3. Partai pemenang ke-1 & ke-2, Cakadanya langsung ditetapkan oleh KPUD sebagai Kepala Daerah dan Wakil Kepala Daerah Terpilih, bersamaan dgn penetapan hasil rekapitulasi perhitungan suara caleg dan parpol oleh KPUD
4. Jika Kepala Daerah dan atau Wakil Kepala Daerah berhalangan tetap, maka Ketua dan atau Wakil Ketua DPRD dari Partai Pengusung yang menggantikan
5. Kepala OPD/SKPD adalah Jabatan Politis, bukan lagi Jabatan Karir bagi seorang ASN, sebagaimana halnya saat ini. Karena itu, rekrutmen pemangku jabatan Kepala OPD/SKPD menjadi sangatlah terbuka, dan menjadi hak prerogatif Kepala Daerah
6. Untuk kepentingan memperkuat dukungan parlemen, maka koalisi partai pemenang pertama dan kedua terbuka dan dimungkinkan untuk diperluas.
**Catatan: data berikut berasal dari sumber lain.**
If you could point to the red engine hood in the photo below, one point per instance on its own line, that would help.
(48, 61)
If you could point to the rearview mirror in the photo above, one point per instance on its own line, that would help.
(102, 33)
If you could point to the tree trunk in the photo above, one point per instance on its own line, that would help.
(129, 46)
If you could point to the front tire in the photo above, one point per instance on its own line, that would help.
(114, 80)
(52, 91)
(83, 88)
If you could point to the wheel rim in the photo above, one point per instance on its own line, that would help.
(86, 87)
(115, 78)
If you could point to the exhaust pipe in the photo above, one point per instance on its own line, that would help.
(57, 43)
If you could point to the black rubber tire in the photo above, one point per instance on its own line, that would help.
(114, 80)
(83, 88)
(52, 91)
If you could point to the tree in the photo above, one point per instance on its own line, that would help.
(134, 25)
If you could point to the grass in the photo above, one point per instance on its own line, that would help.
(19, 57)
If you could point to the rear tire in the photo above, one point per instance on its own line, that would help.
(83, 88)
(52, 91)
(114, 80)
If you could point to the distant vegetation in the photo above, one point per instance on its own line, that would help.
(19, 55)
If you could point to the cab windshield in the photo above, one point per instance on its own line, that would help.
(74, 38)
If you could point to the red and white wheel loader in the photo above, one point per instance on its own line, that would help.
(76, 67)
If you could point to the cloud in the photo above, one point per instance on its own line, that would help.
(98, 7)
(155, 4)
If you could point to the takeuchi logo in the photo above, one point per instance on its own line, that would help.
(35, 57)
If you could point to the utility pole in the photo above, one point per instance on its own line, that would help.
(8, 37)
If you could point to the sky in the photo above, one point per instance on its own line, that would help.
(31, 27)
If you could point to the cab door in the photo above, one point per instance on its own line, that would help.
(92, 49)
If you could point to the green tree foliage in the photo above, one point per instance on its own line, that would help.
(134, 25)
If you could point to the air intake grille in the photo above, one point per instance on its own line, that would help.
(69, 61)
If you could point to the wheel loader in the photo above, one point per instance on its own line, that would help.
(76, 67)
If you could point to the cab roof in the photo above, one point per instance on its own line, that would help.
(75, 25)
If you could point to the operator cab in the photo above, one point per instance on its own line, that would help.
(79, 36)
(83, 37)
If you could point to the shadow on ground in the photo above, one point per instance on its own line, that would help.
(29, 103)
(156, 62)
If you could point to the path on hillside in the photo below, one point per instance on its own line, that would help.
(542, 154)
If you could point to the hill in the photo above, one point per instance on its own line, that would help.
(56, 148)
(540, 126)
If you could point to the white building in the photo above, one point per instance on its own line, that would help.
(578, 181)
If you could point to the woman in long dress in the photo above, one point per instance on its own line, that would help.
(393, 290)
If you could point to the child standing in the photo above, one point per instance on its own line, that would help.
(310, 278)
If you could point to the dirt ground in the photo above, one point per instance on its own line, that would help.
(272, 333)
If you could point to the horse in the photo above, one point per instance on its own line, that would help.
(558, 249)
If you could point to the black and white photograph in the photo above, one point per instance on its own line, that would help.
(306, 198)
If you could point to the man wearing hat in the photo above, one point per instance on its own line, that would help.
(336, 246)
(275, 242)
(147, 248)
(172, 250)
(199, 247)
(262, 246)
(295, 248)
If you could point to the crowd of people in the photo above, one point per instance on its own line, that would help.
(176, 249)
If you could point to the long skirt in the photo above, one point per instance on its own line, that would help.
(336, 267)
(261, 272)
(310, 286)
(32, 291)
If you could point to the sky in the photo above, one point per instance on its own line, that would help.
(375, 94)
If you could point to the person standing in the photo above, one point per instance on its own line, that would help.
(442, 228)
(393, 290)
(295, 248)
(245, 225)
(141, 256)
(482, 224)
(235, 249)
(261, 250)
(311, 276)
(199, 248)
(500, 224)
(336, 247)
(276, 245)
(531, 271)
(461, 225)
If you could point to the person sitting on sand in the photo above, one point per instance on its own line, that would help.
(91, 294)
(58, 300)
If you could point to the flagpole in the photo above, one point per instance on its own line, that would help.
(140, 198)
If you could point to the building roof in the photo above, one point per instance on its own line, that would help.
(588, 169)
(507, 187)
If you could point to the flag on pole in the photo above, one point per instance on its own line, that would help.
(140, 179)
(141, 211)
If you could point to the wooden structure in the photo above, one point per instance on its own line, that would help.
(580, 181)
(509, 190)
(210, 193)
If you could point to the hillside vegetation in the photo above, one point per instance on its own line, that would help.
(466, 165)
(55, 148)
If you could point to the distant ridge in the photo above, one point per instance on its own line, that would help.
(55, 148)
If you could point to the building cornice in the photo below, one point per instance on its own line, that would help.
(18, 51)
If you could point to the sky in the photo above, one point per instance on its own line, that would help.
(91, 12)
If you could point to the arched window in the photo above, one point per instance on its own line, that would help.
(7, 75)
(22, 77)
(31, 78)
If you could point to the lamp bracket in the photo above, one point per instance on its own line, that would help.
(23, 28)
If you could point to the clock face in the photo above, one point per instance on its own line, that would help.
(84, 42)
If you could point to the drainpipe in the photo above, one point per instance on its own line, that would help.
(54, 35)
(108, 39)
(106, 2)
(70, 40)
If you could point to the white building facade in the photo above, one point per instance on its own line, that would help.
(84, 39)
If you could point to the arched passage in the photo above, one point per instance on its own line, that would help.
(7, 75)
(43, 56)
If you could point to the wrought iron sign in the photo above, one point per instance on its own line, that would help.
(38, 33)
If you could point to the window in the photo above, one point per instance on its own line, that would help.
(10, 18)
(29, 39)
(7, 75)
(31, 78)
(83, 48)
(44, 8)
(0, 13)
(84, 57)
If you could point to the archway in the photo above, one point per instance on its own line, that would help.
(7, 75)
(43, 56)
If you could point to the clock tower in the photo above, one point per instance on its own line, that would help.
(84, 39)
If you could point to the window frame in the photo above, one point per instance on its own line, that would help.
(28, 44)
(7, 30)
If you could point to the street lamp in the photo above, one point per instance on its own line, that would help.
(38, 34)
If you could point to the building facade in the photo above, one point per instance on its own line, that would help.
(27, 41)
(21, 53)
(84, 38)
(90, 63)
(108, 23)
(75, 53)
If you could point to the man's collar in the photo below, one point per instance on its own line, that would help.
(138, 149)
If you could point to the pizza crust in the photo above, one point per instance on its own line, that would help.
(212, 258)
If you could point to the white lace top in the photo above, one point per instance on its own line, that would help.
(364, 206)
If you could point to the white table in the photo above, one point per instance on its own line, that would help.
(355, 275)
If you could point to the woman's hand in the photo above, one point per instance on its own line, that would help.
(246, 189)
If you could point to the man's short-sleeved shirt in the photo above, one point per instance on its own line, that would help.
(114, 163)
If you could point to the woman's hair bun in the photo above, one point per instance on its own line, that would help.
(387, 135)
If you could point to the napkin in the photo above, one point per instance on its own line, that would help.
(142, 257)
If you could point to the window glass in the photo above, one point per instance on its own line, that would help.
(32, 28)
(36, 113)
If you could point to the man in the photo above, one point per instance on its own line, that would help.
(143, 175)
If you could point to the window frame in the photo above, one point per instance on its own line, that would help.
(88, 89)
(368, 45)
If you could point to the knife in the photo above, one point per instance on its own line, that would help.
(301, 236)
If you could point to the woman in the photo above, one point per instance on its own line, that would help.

7. Dengan model pilkada ini, frekuensi dan intensi pelibatan birokrat praktek dukung mendukung akan semakin meredup. Musababnya, karena ekspektasi karier untuk menjadi Kepala OPD/SKPD, yang dominan mendorong keterlibatan ASN, pun semakin menipis. Money politics bisa ditekan. Dan karena itu, salah satu akar penyebab perilaku koruptif bisa pula dihilangkan. (*)
Editor : Bang Har
Penulis : Abbas Hady (Mantan Birokrat)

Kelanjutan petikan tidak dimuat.